“I just had a hunch you might be here and that it might be nice to have someone check in on you. I can leave if you want. No pressure.” She hooks a thumb over her shoulder to point back at the door.

“Oh, no. You don’t have to leave, Mrs. Murray. I just...how did you know I was going to be here?”

“You can call me Margaret, honey.” She waves my formality off. “I heard...I heard some of what’s going on from Moira, and after bumping into you at the competition, I just thought...well, I’m a mom. I worry. It’s my job. Call it a mother’s instinct, or maybe just a highland thing, but I figured if you’re the kind of person who loves dance as much as my Moira and I do, you might end up here on a day like today.”

“I...I...” I splutter myself into silence as she looks at me with so much warmth and concern I almost collapse back into sobs. Her caring tone has part of me wanting to rush right into her arms, even though we’ve hardly spoken before today.

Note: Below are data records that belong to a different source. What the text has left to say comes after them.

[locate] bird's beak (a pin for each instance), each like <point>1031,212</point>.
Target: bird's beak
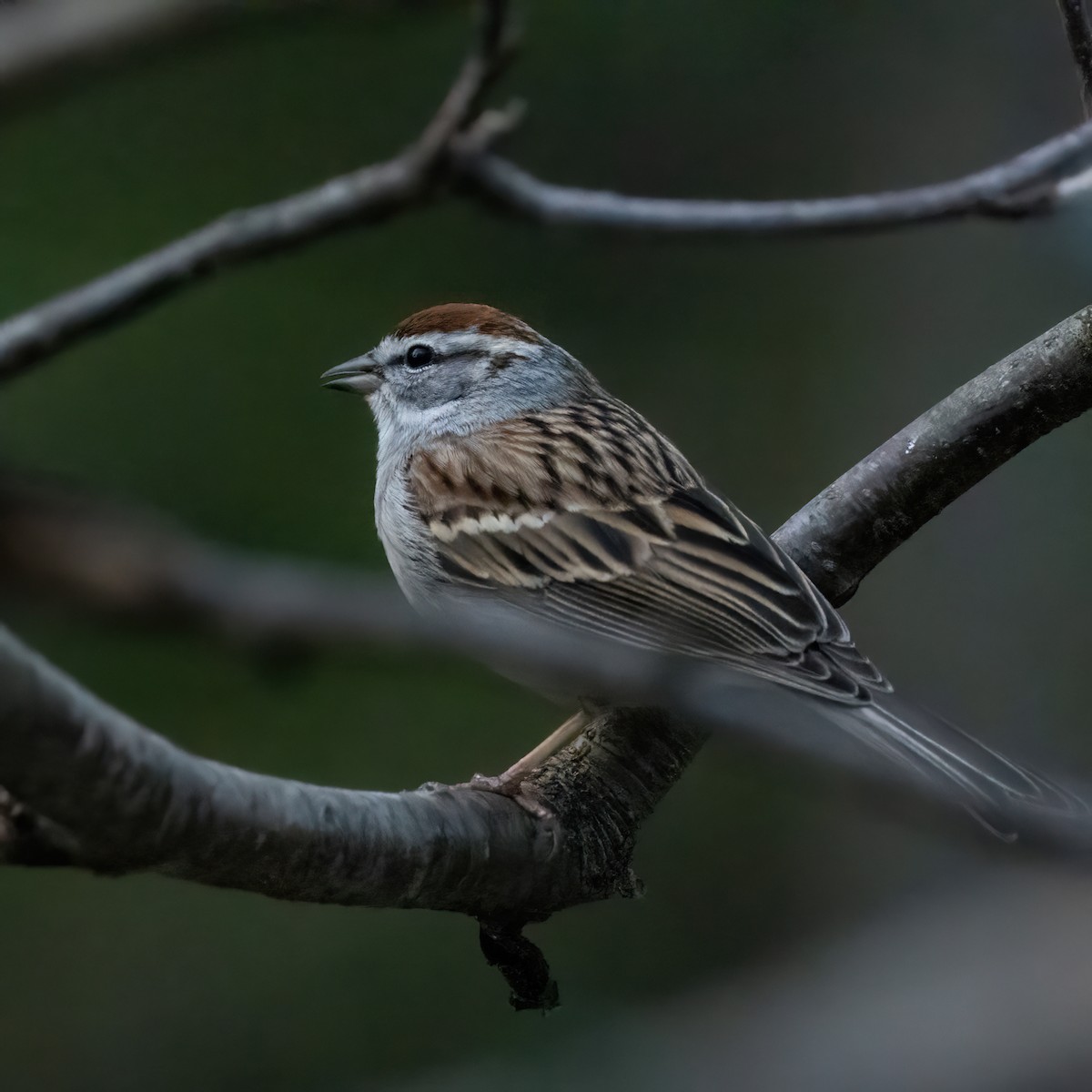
<point>359,376</point>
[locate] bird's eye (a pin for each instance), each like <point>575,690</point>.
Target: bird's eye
<point>418,356</point>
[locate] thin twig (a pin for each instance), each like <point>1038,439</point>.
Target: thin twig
<point>1079,33</point>
<point>1026,185</point>
<point>364,196</point>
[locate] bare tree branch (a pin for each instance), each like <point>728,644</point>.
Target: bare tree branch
<point>130,800</point>
<point>365,196</point>
<point>142,567</point>
<point>1079,33</point>
<point>1026,185</point>
<point>873,508</point>
<point>1031,184</point>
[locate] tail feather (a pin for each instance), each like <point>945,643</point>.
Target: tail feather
<point>994,789</point>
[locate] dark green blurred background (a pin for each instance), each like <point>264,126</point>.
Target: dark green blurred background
<point>774,364</point>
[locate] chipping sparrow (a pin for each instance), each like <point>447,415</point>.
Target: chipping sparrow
<point>507,470</point>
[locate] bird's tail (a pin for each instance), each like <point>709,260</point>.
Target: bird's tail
<point>1002,794</point>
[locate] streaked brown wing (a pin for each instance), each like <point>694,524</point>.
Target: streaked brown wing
<point>622,539</point>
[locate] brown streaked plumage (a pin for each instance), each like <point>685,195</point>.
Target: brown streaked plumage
<point>507,473</point>
<point>451,318</point>
<point>602,520</point>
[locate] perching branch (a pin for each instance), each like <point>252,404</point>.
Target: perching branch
<point>129,800</point>
<point>1079,33</point>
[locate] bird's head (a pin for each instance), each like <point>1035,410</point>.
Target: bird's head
<point>457,367</point>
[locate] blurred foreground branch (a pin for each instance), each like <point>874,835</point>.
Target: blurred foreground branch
<point>128,800</point>
<point>456,148</point>
<point>42,35</point>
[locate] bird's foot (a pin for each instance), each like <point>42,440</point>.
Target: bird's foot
<point>512,787</point>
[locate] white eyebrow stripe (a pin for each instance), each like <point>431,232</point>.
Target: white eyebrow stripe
<point>463,341</point>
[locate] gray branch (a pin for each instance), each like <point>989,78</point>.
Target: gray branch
<point>365,196</point>
<point>1031,184</point>
<point>126,800</point>
<point>860,519</point>
<point>451,150</point>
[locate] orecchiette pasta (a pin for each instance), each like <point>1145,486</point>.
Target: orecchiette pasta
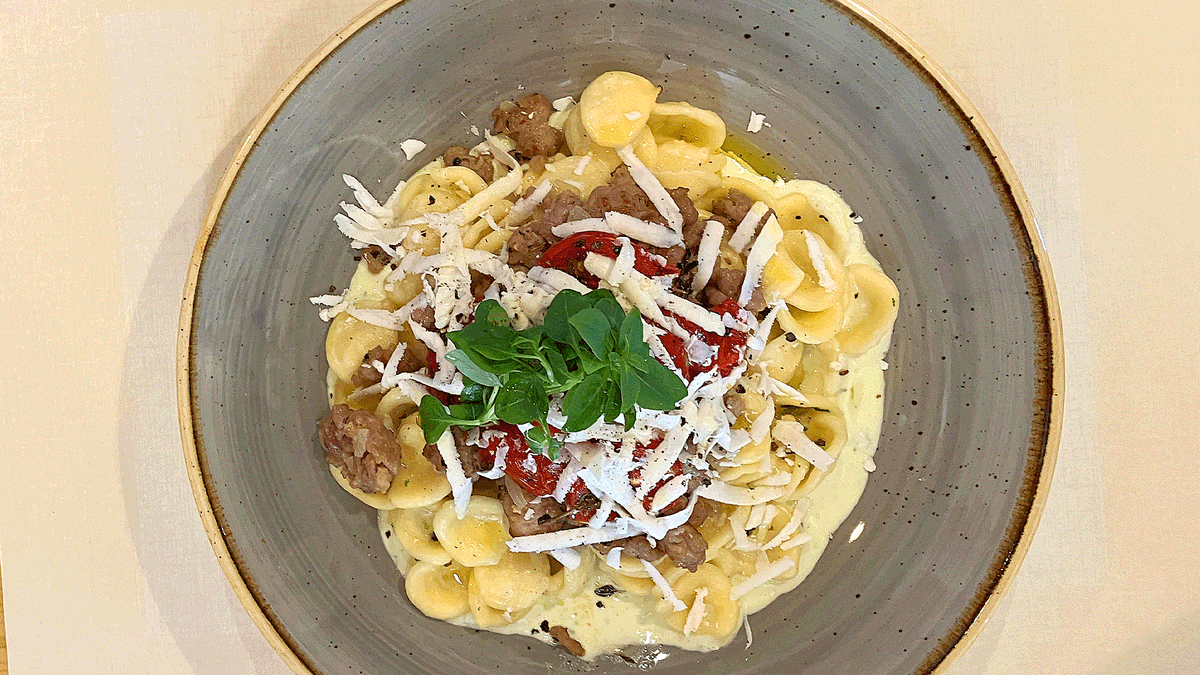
<point>757,296</point>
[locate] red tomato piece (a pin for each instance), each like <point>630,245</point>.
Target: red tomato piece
<point>568,256</point>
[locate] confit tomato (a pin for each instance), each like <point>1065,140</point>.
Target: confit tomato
<point>730,347</point>
<point>568,256</point>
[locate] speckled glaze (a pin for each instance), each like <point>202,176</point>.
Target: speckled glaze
<point>972,410</point>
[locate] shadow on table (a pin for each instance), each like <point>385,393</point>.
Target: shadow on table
<point>169,541</point>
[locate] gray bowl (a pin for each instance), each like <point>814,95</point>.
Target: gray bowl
<point>973,394</point>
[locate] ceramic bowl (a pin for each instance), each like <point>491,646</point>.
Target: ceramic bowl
<point>973,389</point>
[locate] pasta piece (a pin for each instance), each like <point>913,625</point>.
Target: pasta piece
<point>687,123</point>
<point>873,311</point>
<point>413,529</point>
<point>616,107</point>
<point>349,340</point>
<point>515,581</point>
<point>477,539</point>
<point>438,591</point>
<point>721,615</point>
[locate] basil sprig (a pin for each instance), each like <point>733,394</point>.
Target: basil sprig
<point>587,348</point>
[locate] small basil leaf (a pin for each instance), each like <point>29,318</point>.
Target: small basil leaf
<point>593,327</point>
<point>435,418</point>
<point>472,370</point>
<point>660,388</point>
<point>521,399</point>
<point>585,404</point>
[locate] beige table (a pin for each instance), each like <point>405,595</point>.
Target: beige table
<point>118,117</point>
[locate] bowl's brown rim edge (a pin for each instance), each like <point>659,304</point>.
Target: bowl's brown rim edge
<point>201,482</point>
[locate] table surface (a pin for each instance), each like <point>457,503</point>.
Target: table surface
<point>119,117</point>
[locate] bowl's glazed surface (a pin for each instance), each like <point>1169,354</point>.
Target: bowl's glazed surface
<point>972,411</point>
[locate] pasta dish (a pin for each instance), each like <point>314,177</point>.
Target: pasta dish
<point>604,382</point>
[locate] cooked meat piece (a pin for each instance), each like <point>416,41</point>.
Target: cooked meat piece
<point>527,123</point>
<point>685,547</point>
<point>468,455</point>
<point>675,255</point>
<point>539,515</point>
<point>459,156</point>
<point>479,284</point>
<point>358,443</point>
<point>424,317</point>
<point>563,637</point>
<point>637,547</point>
<point>367,374</point>
<point>733,205</point>
<point>690,215</point>
<point>725,284</point>
<point>623,195</point>
<point>526,246</point>
<point>701,512</point>
<point>377,258</point>
<point>561,208</point>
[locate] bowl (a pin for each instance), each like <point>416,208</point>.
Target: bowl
<point>973,389</point>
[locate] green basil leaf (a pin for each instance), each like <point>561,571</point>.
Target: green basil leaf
<point>522,399</point>
<point>585,404</point>
<point>473,393</point>
<point>660,388</point>
<point>471,370</point>
<point>435,418</point>
<point>593,327</point>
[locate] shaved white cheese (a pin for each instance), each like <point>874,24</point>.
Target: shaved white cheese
<point>791,434</point>
<point>745,230</point>
<point>761,426</point>
<point>556,279</point>
<point>761,577</point>
<point>583,225</point>
<point>647,181</point>
<point>568,538</point>
<point>664,586</point>
<point>669,493</point>
<point>696,614</point>
<point>569,557</point>
<point>797,541</point>
<point>727,494</point>
<point>525,205</point>
<point>412,147</point>
<point>383,318</point>
<point>763,248</point>
<point>756,123</point>
<point>660,459</point>
<point>642,231</point>
<point>819,262</point>
<point>460,485</point>
<point>366,199</point>
<point>691,311</point>
<point>707,254</point>
<point>793,524</point>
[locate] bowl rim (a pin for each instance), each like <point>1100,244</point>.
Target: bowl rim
<point>1036,481</point>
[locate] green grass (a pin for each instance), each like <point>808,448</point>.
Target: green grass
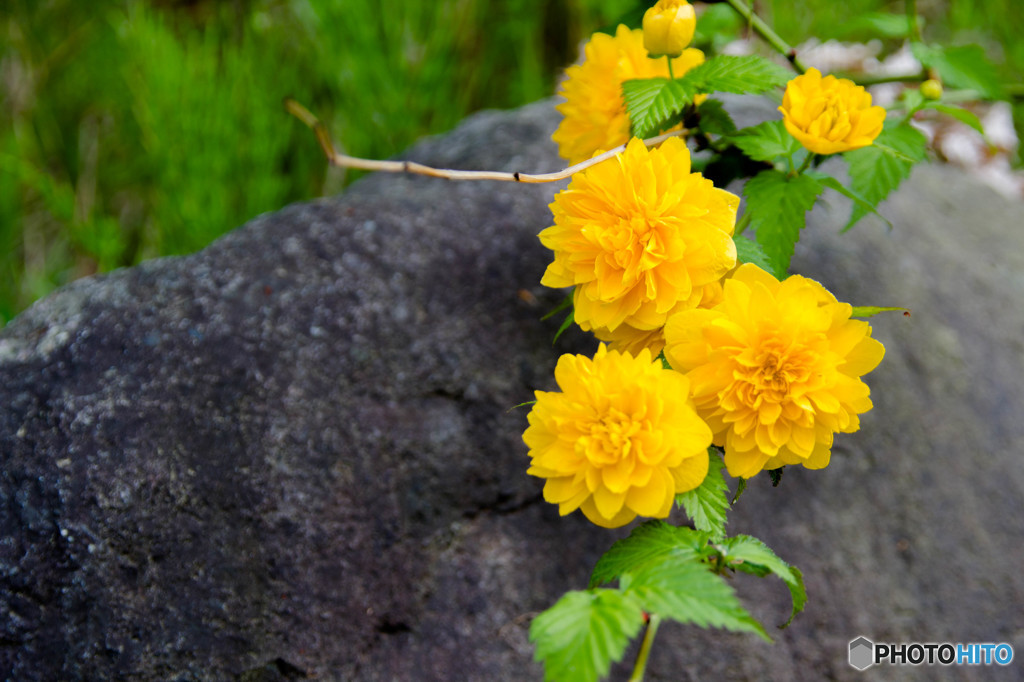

“Ah, so you’ve got a Stewie hall of fame.” She takes a few steps closer to the front desk as her eyes dart over to the gallery wall, chuckling to herself. “Did you know that’s what Moira calls everyone here? Stewies?”

My chest tightens, and I press my lips together as I nod. “Yes.”

I can see Moira in her face, hear Moira in her voice every now and then, and it leaves my heart aching.

“Catherine has a lot to be proud of.” Margaret gets quieter as she scans the photos. She rests her hands on top of the wide desk, and I watch one of her fingers tap out a slow rhythm. “You know, the Rebecca Stewart Academy looked very different back in the day. I didn’t even know the address for the new location. I had to look it up. It’s...” She pauses and glances around the room. “It’s very Catherine in here.”

I huff a laugh. “Yeah, you could say that.”

She turns back to the photos, and I stare at her profile. There’s a shift in her expression I can’t quite place. She almost looks wistful.

Curiosity gets the better of me, and I ask, “So you’d been to the old school before? You used to compete against Catherine, right? I think I’ve heard you had some sort of...like kind of a famous rivalry?”

The corner of her mouth lifts. “You could say that.”

She’s silent for a few seconds, and I start to think that’s the only answer I’m getting, but then she sighs.

“We had a rivalry, yes. Our rivalry could have rivalled you and Moira’s, but...everyone seems to have forgotten that for a few years, Catherine and I were very good friends. Best friends.”

She must hear my stifled gasp; she breaks her focus on the photos to grin at me.

“Shocking, I know. My family moved to Ottawa when I was in junior high. I’d been doing highland out on the east coast, and I joined the Rebecca Stewart Academy when I got here. It wasn’t...this back in the day.” She lifts a hand to indicate the high class vibe of the room. “But it was a good place to learn. Catherine and I hit it off right away. We went to different high schools, but we had sleepovers almost every weekend and called each other on the phone almost every night. At competitions, they used to call us the dream team. We always said we didn’t care who won as long as it was one of us.”

I blink a few times, leaning my weight against the desk as I process. “You’re serious?”

She gives my arm a playful swat. “Of course I am.”

“Sorry. I know you’re not lying. It’s just...Catherine’s never mentioned any of that to me.”

She shrugs, and that same wistful look takes over her face. “Like I said, most people seem to have forgotten about it, including Catherine herself.”

“So you grew apart?”

She opens and closes her mouth a few times, one of her hands rubbing the other on top of the desk. “It was a bit more...abrupt than that, although she got distant for a while before. Catherine...she went through some hard times.”

I drop my gaze to the floor, my voice lowering. “You mean things with her dad, right?”

Margaret’s voice lowers too. “So she’s told you about that?”

I was in junior high when Catherine told me. I’d bombed at a competition after a shit week at home during the initial phases of the divorce between my mom and Chris’s dad. Catherine found me practicing alone in one of the studios the next day, working myself dangerously close to the point of injury.

She sat me down and listened while I told her what was going on, and that’s when she told me about her dad getting violent when she was in high school. She said he mostly threw stuff and screamed, and that it was enough to have the whole family terrified of worse.

I’d weathered some shouting matches, but nothing like that. Still, we both knew the need to escape, to want better. It was the same drive that already had me sure I wanted to be a social worker one day.

After she told me, Catherine helped me create a training schedule that wouldn’t kill me, and from that day on, we both committed to me making it to the world championships before I graduated high school.

“She has.” I nod, still looking at the floor. “I...Things haven’t always been great at home for me either. I never dealt with abuse, thank god, but it’s been...tough.”

Margaret shuffles closer and slides her hand over to mine. She gives me a questioning look, and when I nod, she closes her warm fingers around my palm.